Elders: Live independently without too much room for pride
The New York Times’ Personal Health blog included an article written by Jane Brody: “Staying Independent in Old Age, With a Little Help.” Here, the writer mentions how the majority of American elderly prefer to stay in their homes as long as possible. A barrier remains, however, as the homes they stay in are outdated relevant to the modernization of our people and the rate at which aging is increasing. Therefore, solutions are mentioned here — both on the house level and the community level — that may allow for elderly to live as independently as long as possible. House level solutions include the installment of grab bars, curbless showers, and the removal of steps. Community level changes include the provision of cluster housing in walkable communities within the vicinity of stores and public transportation.
While these solutions will help prevent social isolation and improve human elderly factors, one must also be aware of the signs of when one should consider moving an elder to a more supportive environment. These signs have been mentioned by Paula Spencer Scott, senior editor at Caring.com.

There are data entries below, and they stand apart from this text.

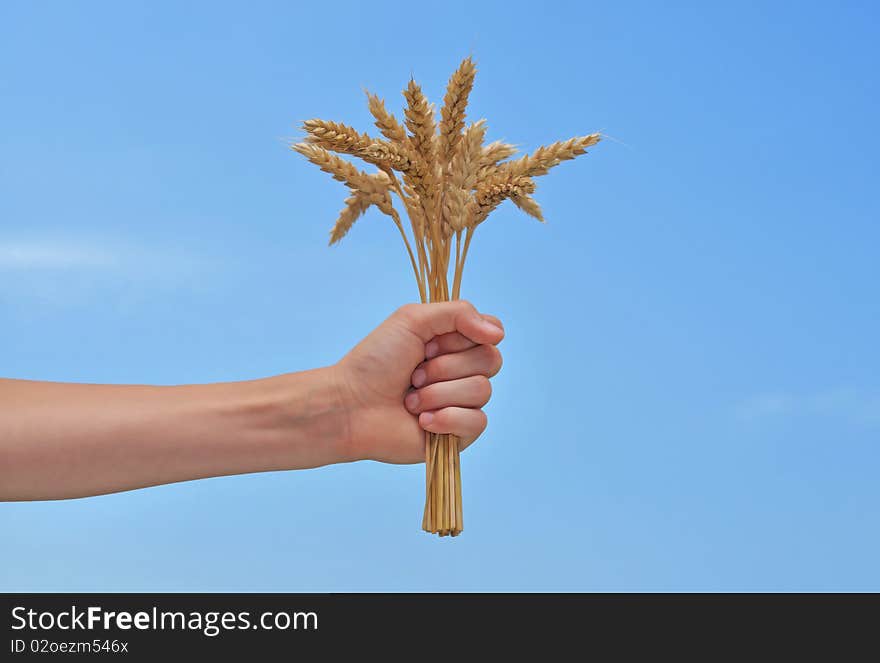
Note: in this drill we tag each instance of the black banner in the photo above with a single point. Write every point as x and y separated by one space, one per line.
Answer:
177 626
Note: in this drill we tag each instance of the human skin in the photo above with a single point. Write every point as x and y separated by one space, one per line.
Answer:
426 367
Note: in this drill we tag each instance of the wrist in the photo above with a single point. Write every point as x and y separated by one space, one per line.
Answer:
307 416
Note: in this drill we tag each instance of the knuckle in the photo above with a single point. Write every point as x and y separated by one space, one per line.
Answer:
406 311
466 305
483 421
497 360
483 387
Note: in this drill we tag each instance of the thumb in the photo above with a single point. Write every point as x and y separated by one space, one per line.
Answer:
430 320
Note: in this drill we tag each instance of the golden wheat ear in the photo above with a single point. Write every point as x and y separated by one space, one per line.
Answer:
355 206
528 205
544 158
452 114
420 121
385 121
450 182
336 136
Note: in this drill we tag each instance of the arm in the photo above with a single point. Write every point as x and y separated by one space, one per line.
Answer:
425 368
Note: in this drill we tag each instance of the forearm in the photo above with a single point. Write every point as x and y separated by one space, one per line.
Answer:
61 440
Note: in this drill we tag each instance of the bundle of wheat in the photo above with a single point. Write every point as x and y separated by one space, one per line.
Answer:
450 181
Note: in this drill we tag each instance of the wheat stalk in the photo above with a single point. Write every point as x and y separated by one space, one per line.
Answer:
450 181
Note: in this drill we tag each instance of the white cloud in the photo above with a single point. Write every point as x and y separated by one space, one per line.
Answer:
54 255
853 405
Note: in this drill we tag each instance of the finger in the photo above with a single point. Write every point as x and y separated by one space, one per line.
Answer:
455 342
466 423
473 391
430 320
479 360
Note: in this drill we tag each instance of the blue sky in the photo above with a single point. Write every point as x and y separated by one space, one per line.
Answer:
690 398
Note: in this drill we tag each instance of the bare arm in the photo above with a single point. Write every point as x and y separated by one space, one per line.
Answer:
425 368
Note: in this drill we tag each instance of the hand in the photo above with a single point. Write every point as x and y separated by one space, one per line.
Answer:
427 367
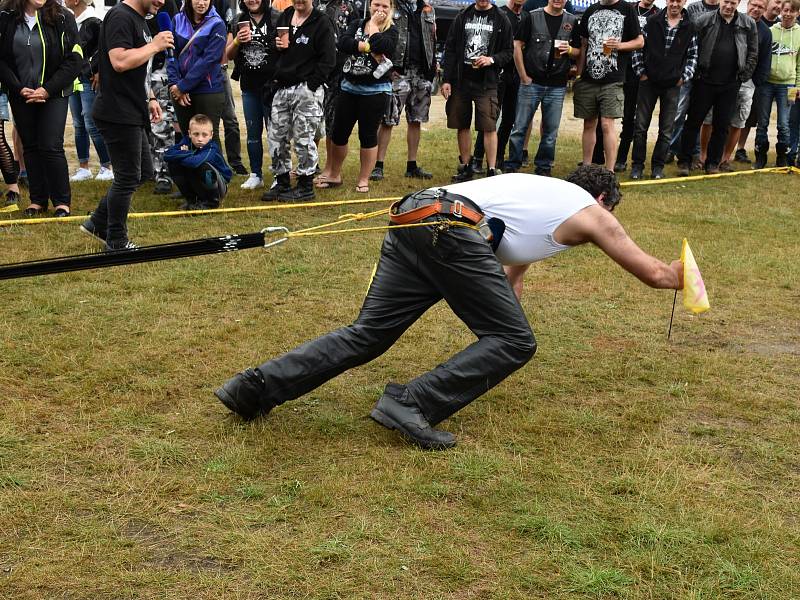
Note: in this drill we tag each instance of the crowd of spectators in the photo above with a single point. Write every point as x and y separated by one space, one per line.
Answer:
310 70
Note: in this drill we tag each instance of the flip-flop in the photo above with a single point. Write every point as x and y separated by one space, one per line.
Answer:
325 184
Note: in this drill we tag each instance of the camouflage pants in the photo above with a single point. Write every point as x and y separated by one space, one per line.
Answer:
163 133
296 114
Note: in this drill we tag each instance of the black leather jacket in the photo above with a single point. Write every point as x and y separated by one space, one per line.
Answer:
745 35
427 17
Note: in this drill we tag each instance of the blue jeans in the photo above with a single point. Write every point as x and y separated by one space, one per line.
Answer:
256 117
80 105
552 100
779 93
794 127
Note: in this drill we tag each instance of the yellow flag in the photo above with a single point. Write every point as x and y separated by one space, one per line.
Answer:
695 297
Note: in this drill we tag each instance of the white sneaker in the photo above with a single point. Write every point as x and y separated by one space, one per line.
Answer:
253 182
104 174
81 175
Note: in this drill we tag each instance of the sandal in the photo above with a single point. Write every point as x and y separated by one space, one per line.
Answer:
33 211
325 184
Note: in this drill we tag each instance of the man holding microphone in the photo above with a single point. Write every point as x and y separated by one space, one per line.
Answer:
123 107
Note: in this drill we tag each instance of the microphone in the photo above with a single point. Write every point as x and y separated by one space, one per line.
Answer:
165 24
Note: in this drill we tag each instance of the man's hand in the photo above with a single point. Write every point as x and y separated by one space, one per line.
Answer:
37 96
676 266
156 113
163 40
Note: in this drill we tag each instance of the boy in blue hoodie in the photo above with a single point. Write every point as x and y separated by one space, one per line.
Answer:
197 166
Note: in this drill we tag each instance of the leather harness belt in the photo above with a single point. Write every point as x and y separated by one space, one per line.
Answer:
451 205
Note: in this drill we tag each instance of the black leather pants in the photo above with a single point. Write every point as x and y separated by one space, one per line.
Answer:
413 274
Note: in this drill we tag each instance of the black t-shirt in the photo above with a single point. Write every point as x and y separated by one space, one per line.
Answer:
478 29
598 23
415 54
122 97
255 61
724 61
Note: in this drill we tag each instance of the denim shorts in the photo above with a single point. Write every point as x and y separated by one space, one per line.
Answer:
5 114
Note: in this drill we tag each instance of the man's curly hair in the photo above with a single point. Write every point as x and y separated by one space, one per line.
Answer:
597 180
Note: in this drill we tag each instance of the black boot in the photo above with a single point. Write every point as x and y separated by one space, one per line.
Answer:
397 409
281 188
464 172
780 154
761 156
244 394
304 190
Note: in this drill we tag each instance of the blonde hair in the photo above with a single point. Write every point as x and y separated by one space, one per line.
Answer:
389 18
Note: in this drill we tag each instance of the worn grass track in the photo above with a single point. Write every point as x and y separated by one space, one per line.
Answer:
614 464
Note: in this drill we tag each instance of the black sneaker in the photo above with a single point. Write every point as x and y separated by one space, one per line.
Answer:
464 173
89 227
120 246
244 394
416 173
477 166
397 409
12 198
163 186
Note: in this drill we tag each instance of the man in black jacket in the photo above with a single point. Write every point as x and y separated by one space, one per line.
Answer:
412 81
668 60
757 10
478 45
306 57
728 55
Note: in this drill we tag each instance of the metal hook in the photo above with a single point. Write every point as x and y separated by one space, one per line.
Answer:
267 230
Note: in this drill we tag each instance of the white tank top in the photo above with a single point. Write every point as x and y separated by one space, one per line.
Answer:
532 208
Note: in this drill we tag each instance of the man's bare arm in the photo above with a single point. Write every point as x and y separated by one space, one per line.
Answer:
607 233
125 59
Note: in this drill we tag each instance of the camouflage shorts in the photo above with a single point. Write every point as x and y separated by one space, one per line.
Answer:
296 115
412 92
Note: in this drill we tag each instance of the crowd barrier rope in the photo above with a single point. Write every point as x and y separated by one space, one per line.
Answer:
241 209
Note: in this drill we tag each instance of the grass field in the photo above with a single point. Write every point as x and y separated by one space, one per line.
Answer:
615 464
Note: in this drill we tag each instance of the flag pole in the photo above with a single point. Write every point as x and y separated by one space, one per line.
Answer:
674 298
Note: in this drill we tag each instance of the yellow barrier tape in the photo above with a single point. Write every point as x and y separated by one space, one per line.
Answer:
211 211
715 176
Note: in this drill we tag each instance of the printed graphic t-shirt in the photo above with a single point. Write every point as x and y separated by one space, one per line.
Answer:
478 30
598 23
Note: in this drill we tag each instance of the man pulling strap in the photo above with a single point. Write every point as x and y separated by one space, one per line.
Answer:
529 218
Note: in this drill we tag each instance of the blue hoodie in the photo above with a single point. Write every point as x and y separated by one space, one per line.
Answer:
196 157
196 68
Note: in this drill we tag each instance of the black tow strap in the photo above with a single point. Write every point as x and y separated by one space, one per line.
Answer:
80 262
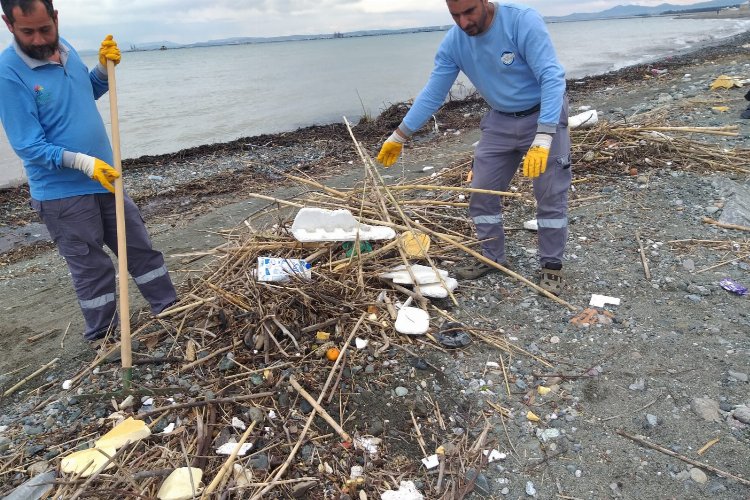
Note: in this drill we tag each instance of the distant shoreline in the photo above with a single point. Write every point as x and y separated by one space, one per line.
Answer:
166 45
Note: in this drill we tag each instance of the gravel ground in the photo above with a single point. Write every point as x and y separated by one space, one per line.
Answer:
668 365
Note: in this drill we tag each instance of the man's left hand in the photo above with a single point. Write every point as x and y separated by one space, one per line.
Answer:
535 161
109 51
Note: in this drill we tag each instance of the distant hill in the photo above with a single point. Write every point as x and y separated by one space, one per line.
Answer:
640 10
615 12
287 38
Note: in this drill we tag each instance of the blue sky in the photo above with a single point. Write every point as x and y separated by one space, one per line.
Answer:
85 22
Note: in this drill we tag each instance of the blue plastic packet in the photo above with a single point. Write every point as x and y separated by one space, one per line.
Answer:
733 286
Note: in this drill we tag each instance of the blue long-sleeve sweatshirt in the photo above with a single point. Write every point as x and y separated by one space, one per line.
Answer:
512 65
49 113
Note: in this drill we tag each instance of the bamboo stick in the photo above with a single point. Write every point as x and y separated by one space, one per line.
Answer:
696 463
229 462
323 413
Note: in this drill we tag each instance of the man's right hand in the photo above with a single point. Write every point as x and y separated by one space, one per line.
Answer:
391 149
97 170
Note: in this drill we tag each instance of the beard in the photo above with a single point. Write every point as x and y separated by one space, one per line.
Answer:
39 52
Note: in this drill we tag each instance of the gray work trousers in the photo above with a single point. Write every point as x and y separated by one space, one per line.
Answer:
80 227
504 140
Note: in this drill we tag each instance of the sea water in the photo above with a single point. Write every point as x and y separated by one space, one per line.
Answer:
175 99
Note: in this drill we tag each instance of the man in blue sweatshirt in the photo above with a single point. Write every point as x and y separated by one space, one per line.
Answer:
506 52
48 110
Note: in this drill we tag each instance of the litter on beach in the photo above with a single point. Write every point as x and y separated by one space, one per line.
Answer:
586 119
320 224
602 300
732 286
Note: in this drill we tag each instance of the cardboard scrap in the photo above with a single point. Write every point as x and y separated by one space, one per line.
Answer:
725 82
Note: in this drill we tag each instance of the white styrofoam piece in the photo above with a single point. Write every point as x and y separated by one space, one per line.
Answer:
437 290
423 274
431 462
583 120
228 449
602 300
407 491
320 224
412 321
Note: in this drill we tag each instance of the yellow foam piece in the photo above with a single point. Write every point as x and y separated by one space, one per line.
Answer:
725 82
178 485
128 430
86 462
415 244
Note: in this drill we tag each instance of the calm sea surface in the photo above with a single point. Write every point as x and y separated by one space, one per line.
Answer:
175 99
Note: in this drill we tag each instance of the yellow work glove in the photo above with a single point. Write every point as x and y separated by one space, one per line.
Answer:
109 51
391 150
97 170
535 161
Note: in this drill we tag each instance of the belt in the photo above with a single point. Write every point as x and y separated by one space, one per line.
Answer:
519 114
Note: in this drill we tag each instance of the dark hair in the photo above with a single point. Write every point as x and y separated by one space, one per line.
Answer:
25 5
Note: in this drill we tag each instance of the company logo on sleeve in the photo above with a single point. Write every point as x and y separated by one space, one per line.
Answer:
41 95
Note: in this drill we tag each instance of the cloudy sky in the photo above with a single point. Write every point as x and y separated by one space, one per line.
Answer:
85 22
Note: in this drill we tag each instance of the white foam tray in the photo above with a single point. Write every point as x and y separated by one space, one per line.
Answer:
319 224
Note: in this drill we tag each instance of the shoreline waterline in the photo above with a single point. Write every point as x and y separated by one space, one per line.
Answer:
729 44
726 45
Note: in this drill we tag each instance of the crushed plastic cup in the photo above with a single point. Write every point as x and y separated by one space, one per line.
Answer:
732 286
278 269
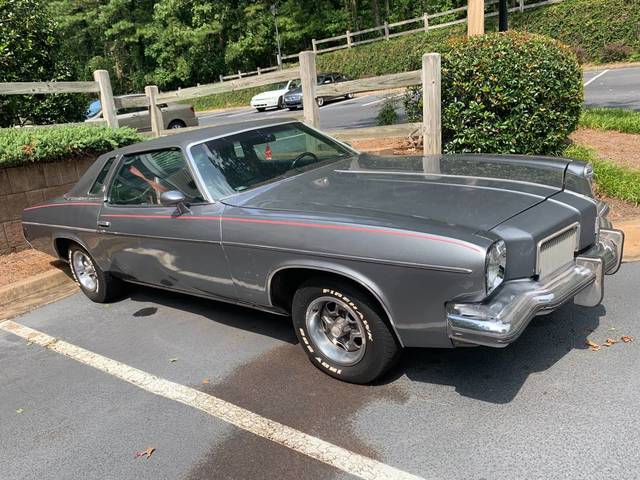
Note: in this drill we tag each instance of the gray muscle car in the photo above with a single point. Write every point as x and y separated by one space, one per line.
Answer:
367 254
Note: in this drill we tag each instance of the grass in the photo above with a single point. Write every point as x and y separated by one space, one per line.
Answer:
19 146
625 121
611 180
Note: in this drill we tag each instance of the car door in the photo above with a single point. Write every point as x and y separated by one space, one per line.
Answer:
134 117
156 244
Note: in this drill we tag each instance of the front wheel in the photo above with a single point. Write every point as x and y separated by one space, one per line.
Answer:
99 286
343 330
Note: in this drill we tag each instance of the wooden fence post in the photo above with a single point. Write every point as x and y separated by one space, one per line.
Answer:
308 77
106 97
431 104
475 17
155 114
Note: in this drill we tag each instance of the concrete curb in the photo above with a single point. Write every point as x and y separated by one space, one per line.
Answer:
631 229
38 283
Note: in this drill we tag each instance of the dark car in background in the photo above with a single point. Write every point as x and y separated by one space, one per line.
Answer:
174 115
293 98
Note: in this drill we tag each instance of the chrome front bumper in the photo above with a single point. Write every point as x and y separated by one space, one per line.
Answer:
500 320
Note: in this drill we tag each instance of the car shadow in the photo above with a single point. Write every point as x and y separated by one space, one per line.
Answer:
497 375
254 321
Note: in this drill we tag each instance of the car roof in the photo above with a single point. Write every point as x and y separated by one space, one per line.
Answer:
182 140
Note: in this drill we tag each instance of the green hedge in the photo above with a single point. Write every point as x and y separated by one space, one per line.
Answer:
506 93
600 30
47 144
611 180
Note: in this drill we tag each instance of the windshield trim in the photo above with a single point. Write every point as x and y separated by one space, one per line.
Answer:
200 181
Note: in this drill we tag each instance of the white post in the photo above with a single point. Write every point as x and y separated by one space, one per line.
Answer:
155 114
308 77
475 17
106 98
431 104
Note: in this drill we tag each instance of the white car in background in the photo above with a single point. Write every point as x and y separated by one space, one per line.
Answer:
273 98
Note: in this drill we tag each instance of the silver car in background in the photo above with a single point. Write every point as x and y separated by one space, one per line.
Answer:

Accidents, falls, diminishing health, slow recovery, inability to leave the house, not picking up the mail, not checking food expiration dates, fluctuating behavior, and increased loneliness are one of few signs to tell when the time may be right. Not only these, but if it takes considerable time and effort to care for this person and you are becoming affected if you yourself are the care provider, it is probably the right time to let him or her come to a place where he or she can be helped with a more constant environment of support. The question remains if these facilities will remain available in the coming future with enough staff. This will of course remain a concern and, to boldly say, should be a target addressed in all coming worldly or national health meetings of any kind.